Monday, May 13, 2013

II. No One Can Convince You of the Life YOU lived.



People often judge us with the word “should.”

“You shouldn’t like him,”
“You should get over him,”
“You should join X,”
“You should do Y.”  

Should. Should. Should.

This word implies an obligation.

I had a relationship that I never felt proud of in front of my friends; it was somewhere between dating and going steady. Getting to once again hold someone I thought I’d lost and having a connection still exist after high school, I thought it was fine! My heart was already two-and-a-half years in, so he was like family and the unconditional affection was there. On the horizon, it seemed like things were striding closer and closer to being once again “official,” so I felt I could honestly answer the question of, “So, what’s been going on in your guy life?” as it began coming up at coffee dates.

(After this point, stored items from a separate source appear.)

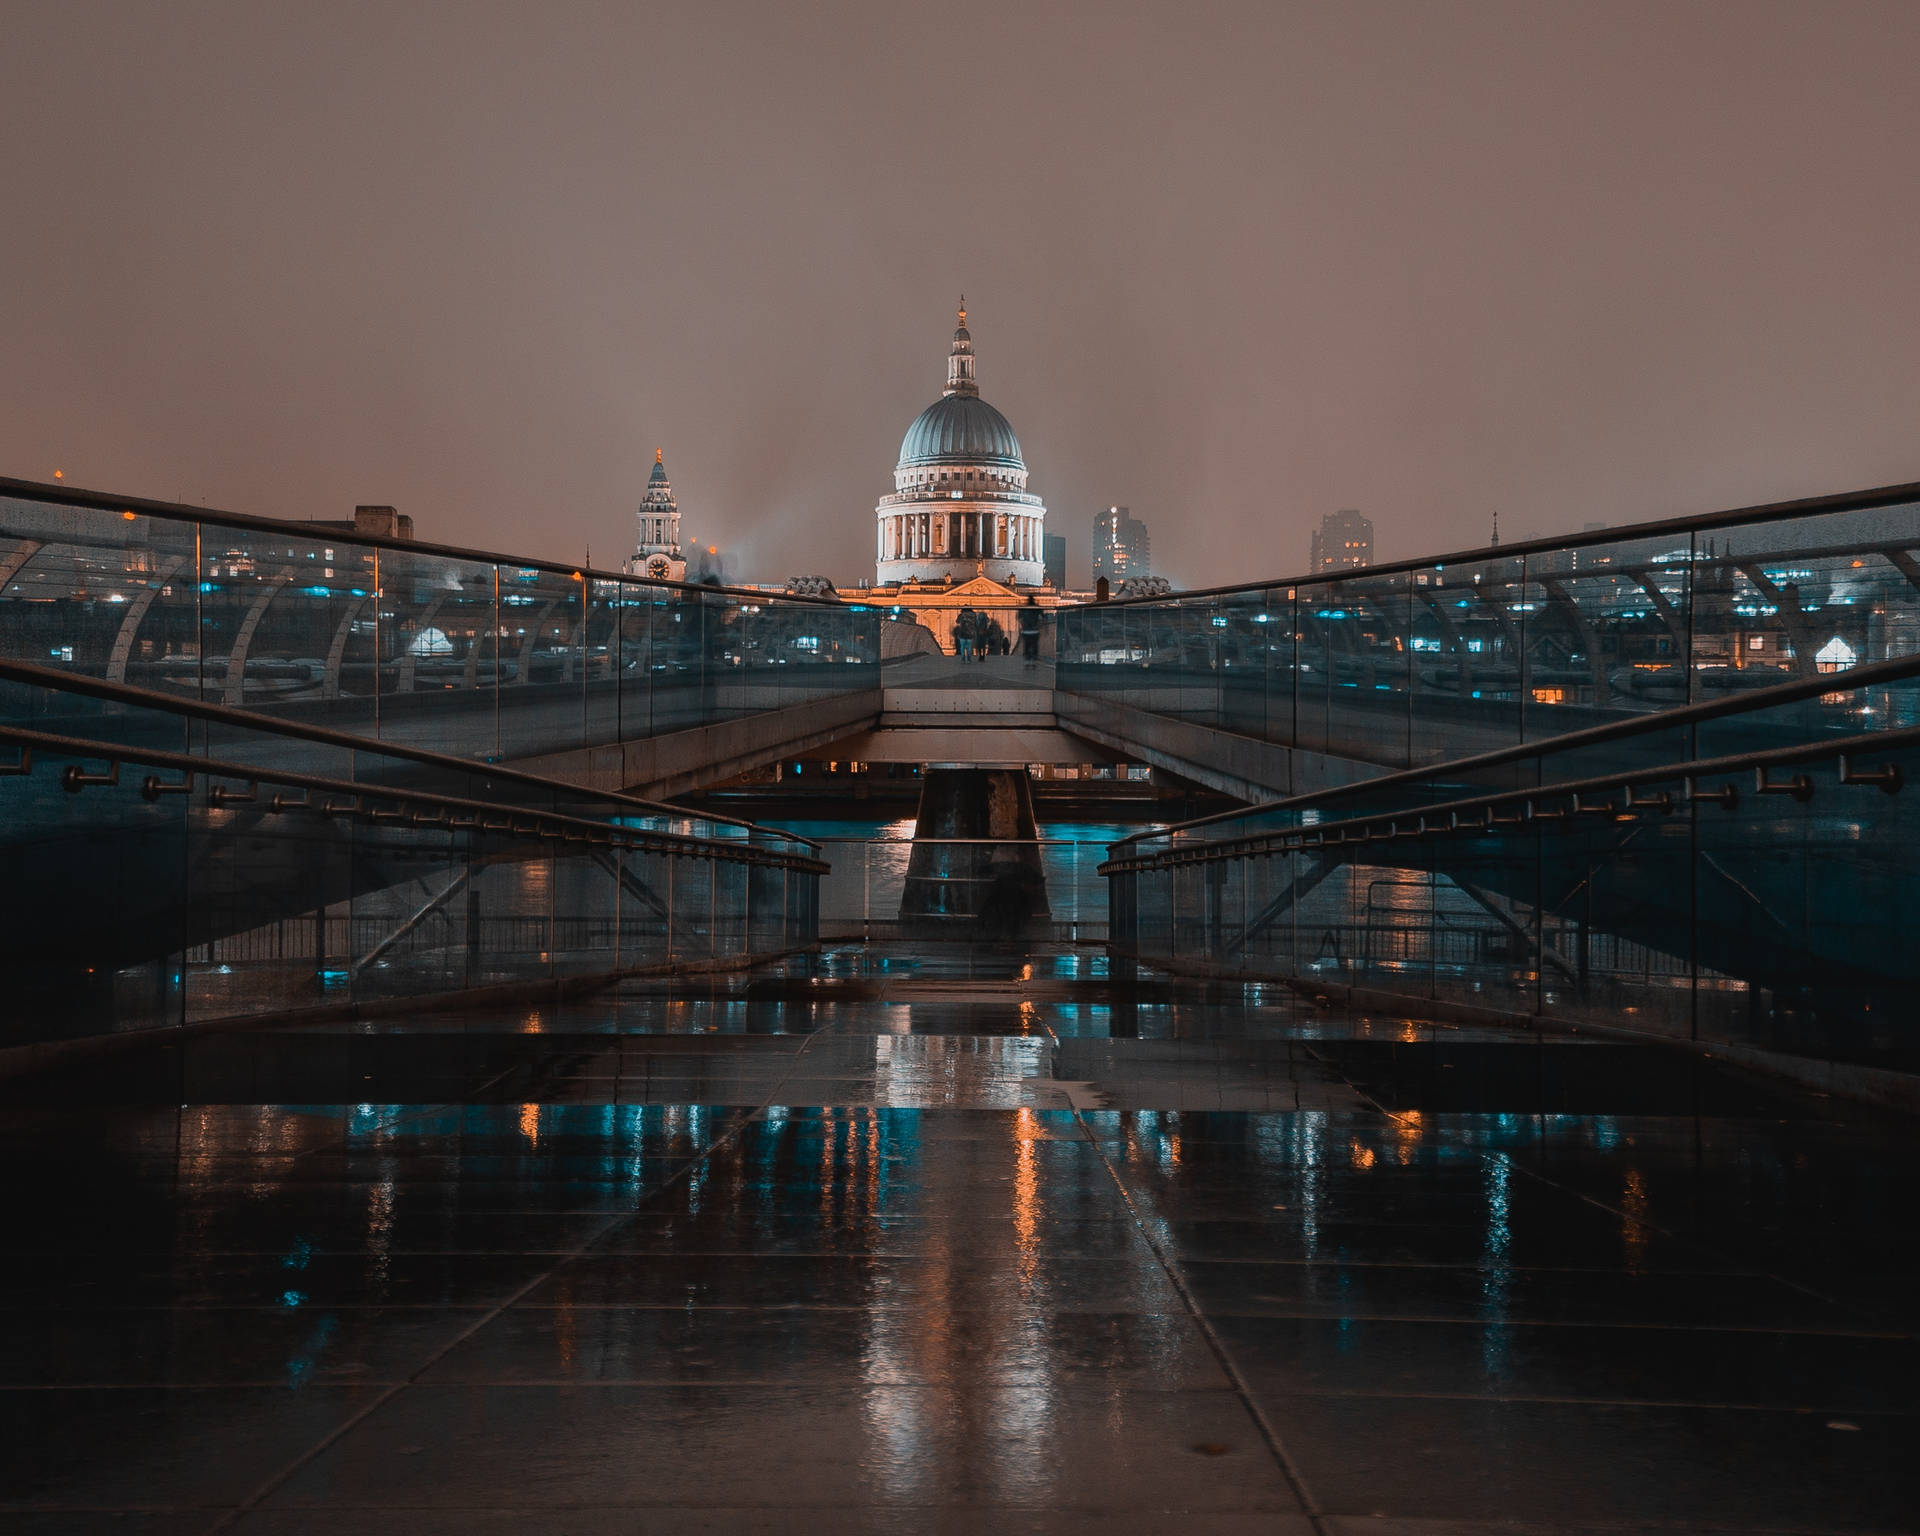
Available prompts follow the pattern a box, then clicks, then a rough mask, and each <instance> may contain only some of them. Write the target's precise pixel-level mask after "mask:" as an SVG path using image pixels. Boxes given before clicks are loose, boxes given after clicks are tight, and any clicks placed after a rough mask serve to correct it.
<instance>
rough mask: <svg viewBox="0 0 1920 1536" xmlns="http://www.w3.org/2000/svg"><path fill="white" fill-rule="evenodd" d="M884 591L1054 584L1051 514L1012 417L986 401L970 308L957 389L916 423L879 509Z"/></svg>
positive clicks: (963, 307) (953, 383)
mask: <svg viewBox="0 0 1920 1536" xmlns="http://www.w3.org/2000/svg"><path fill="white" fill-rule="evenodd" d="M874 518H876V530H874V534H876V549H874V582H876V586H887V584H895V582H908V584H925V582H966V580H970V578H979V576H985V578H989V580H993V582H998V584H1002V586H1006V588H1039V586H1041V582H1043V580H1044V570H1046V566H1044V553H1046V543H1044V526H1046V507H1044V503H1043V501H1041V497H1037V495H1031V493H1029V492H1027V463H1025V459H1023V457H1021V453H1020V438H1016V436H1014V428H1012V426H1010V424H1008V420H1006V417H1002V415H1000V413H998V411H995V409H993V407H991V405H989V403H987V401H985V399H981V397H979V384H977V382H975V378H973V338H972V334H970V332H968V328H966V301H964V300H962V303H960V324H958V326H956V328H954V340H952V349H950V351H948V355H947V390H945V392H943V394H941V397H939V399H935V401H933V403H931V405H929V407H927V409H925V411H922V413H920V415H918V417H914V424H912V426H908V428H906V436H904V438H902V440H900V461H899V463H897V465H895V467H893V495H883V497H881V499H879V505H877V507H876V509H874Z"/></svg>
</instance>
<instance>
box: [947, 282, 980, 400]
mask: <svg viewBox="0 0 1920 1536" xmlns="http://www.w3.org/2000/svg"><path fill="white" fill-rule="evenodd" d="M947 394H948V396H979V384H977V382H973V338H972V336H968V330H966V294H962V296H960V324H958V326H954V349H952V351H950V353H947Z"/></svg>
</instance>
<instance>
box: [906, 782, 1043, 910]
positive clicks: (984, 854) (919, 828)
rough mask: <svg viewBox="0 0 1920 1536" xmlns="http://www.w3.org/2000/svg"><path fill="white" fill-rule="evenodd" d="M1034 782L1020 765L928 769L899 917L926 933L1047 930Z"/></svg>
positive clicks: (915, 823)
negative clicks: (1029, 780)
mask: <svg viewBox="0 0 1920 1536" xmlns="http://www.w3.org/2000/svg"><path fill="white" fill-rule="evenodd" d="M1048 918H1050V912H1048V906H1046V872H1044V868H1043V866H1041V845H1039V829H1037V828H1035V822H1033V789H1031V785H1029V781H1027V772H1025V770H1023V768H929V770H927V772H925V776H924V780H922V787H920V814H918V816H916V820H914V851H912V854H910V856H908V862H906V881H904V889H902V891H900V924H902V927H904V931H906V933H910V935H914V937H925V939H1018V937H1027V935H1039V933H1044V925H1046V924H1048Z"/></svg>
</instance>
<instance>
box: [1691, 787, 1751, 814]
mask: <svg viewBox="0 0 1920 1536" xmlns="http://www.w3.org/2000/svg"><path fill="white" fill-rule="evenodd" d="M1688 785H1690V789H1688V803H1690V804H1699V803H1703V801H1705V803H1707V804H1716V806H1720V808H1722V810H1734V808H1736V806H1738V804H1740V791H1738V789H1736V787H1734V785H1730V783H1722V785H1718V787H1715V789H1701V787H1699V780H1688Z"/></svg>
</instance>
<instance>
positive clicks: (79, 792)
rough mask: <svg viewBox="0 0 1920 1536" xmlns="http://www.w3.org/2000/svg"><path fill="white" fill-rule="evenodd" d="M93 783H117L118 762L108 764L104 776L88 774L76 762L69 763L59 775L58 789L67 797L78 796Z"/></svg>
mask: <svg viewBox="0 0 1920 1536" xmlns="http://www.w3.org/2000/svg"><path fill="white" fill-rule="evenodd" d="M94 783H119V760H111V762H108V770H106V772H104V774H88V772H84V770H83V768H81V764H77V762H69V764H67V766H65V770H61V774H60V787H61V789H65V791H67V793H69V795H79V793H81V791H83V789H86V787H88V785H94Z"/></svg>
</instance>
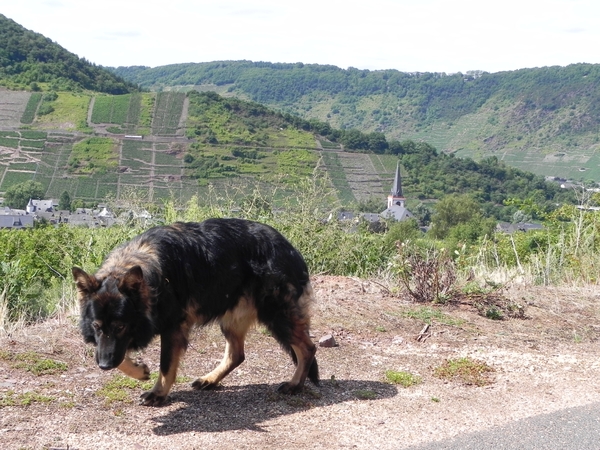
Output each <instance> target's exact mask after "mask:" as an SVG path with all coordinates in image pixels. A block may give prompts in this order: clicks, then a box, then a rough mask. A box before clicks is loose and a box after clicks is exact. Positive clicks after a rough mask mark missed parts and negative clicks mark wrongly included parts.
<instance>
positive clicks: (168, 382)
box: [140, 329, 188, 406]
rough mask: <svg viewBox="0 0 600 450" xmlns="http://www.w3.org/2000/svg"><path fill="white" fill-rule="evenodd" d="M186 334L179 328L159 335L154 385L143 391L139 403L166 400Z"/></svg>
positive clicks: (180, 353) (181, 352) (184, 351)
mask: <svg viewBox="0 0 600 450" xmlns="http://www.w3.org/2000/svg"><path fill="white" fill-rule="evenodd" d="M187 343H188V340H187V336H186V335H185V333H184V332H183V331H182V330H181V329H179V330H171V331H169V332H164V333H161V335H160V371H159V373H158V379H157V380H156V384H155V385H154V387H153V388H152V389H151V390H149V391H147V392H144V393H143V394H142V395H141V397H140V404H141V405H144V406H161V405H162V404H164V403H165V401H166V400H167V397H168V395H169V392H170V391H171V387H172V386H173V383H175V378H176V377H177V368H178V367H179V361H180V359H181V357H182V356H183V354H184V353H185V350H186V348H187Z"/></svg>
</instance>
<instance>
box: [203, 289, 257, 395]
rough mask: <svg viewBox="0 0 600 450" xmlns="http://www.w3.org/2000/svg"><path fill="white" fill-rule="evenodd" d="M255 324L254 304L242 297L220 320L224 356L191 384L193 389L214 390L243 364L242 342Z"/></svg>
mask: <svg viewBox="0 0 600 450" xmlns="http://www.w3.org/2000/svg"><path fill="white" fill-rule="evenodd" d="M255 322H256V309H255V307H254V304H253V303H252V302H251V301H249V300H247V299H246V298H245V297H242V298H241V299H240V301H239V302H238V304H237V305H236V306H235V308H234V309H232V310H230V311H228V312H227V313H225V315H224V316H223V317H222V318H221V331H222V332H223V335H224V336H225V340H226V344H225V355H224V356H223V360H222V361H221V363H220V364H219V365H218V366H217V367H216V368H215V369H214V370H213V371H212V372H210V373H208V374H206V375H204V376H203V377H200V378H198V379H197V380H196V381H194V382H193V383H192V387H193V388H194V389H199V390H200V389H214V388H215V387H216V386H217V385H218V384H219V382H220V381H221V380H222V379H223V378H225V377H226V376H227V375H228V374H229V373H230V372H231V371H232V370H233V369H235V368H236V367H237V366H239V365H240V364H241V363H243V362H244V358H245V356H244V341H245V340H246V334H247V333H248V329H249V328H250V327H251V326H252V325H254V323H255Z"/></svg>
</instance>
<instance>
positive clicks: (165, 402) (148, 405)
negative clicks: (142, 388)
mask: <svg viewBox="0 0 600 450" xmlns="http://www.w3.org/2000/svg"><path fill="white" fill-rule="evenodd" d="M167 399H168V396H167V395H158V394H156V393H155V392H153V391H146V392H144V393H143V394H142V395H140V405H142V406H163V405H164V404H165V403H166V402H167Z"/></svg>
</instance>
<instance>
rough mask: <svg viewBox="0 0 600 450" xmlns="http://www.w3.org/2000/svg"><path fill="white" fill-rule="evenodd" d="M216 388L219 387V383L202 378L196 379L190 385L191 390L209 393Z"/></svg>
mask: <svg viewBox="0 0 600 450" xmlns="http://www.w3.org/2000/svg"><path fill="white" fill-rule="evenodd" d="M217 387H219V383H212V382H210V381H207V380H205V379H203V378H198V379H197V380H196V381H194V382H193V383H192V389H196V390H197V391H210V390H212V389H216V388H217Z"/></svg>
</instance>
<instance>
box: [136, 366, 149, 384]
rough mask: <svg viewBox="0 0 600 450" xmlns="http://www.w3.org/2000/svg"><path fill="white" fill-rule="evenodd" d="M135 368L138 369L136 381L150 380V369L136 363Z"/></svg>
mask: <svg viewBox="0 0 600 450" xmlns="http://www.w3.org/2000/svg"><path fill="white" fill-rule="evenodd" d="M136 366H137V367H138V369H139V376H140V377H139V378H138V380H149V379H150V368H149V367H148V366H147V365H146V364H145V363H142V362H140V363H137V364H136Z"/></svg>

But, it was always—and only—behind a venti decaf Americano that I felt like my relationship wasn’t legitimate. It was when I had to put “us” into words that I felt judged and more accurately, “accountable” to my friends. In my heart, he was more than boyfriend and it sickeningly hurt when my friends and I would be talking about issues within our associations and when a comparison came up, the conversation would be appended by, “I mean, you guys aren’t official, but it’s kind of similar…” In front of them was the only time I ever felt the need to classify my relationship; and I mean, I felt that “need.” I began dreadeding coffee dates and texts for “updates” (“How are things going with Z? :)” I hardly knew what “we” were, so to have to explain it to my girlfriends? (It’s only a year later now that I can confirm it was “dating”—going out and getting to know someone. Yet, so much more than that--and the defining process continued!) But, I honestly didn’t even think there would be backlash, loving “warnings,” or any flak from them. It was when I couldn’t call him my “boyfriend” like they could theirs that I first saw the distinction.

Yet, how? My heart suffered just as much, my happiness was just as much, if not, more! So, my relationship couldn’t count or hold a full weight just because he wasn’t my official “boyfriend?” I was just as faithful and devoted, goodness, if not more; like I said, I’d invested in him long before they even met their current romances!  

No one was in my mind during those Starbucks dates except me: feeling like I owed them an explanation (and a better one than I held in each instance), feeling inadequate, sensing their “label” suspicion. And afterwards, it was only me feeling the stress of how I’d presented myself, the thrill of getting his text that night, and the joy of finding myself once again in his arms under the moon’s grin.

Only I was there. Only I know how those things made me feel, whether it was feeling judged and what I did with it afterwards as well as knowing he, the number one I wanted, loved me and I had the purest happiness, not settling and sacrificing nothing, and that was the bottom line. Only I knew what thoughts were running through my mind. Only I have my perception. Only you have your perception.

My friends can tell me one thing and it might be true—but, it is only true when I check it against the truth *I* know of *my* life and find its existence. It’s difficult sharing things with friends and coming to a conversation place of “agreeing to disagree”—about your own life, no less! Our friends love us and will fight tooth and nail to protect us. I often had to remind myself of that; to take a moment and step in their sneakers and flats and know it was all from a place of loving me and wanting me to have the best, especially before I let the anger and hurt rise within me. It’s only this knowledge that simmers the boil down into stillness. In this case, it was just wishing I didn’t have to answer for what had been a long time my private garden, palace, and universe of still-knowing smiles and an always growing bond.

Let all things in your life be approved by you—not anyone else. It is your life, your decisions, and your happiness. You are the one in your skin who lives with these things. Our friends and others in countless categories around us can advise us, but they don’t wear our skin or our “life.” They can tell us they think, want, and believe about our own life, but are they the ones who are going to live it? Before you accept the “constructive feedback,” “warnings,” questioning, or negative words and statements people say, check it against yourself and your life. That’s why the possessive pronoun in front of that wonderful noun—“life”—is about you.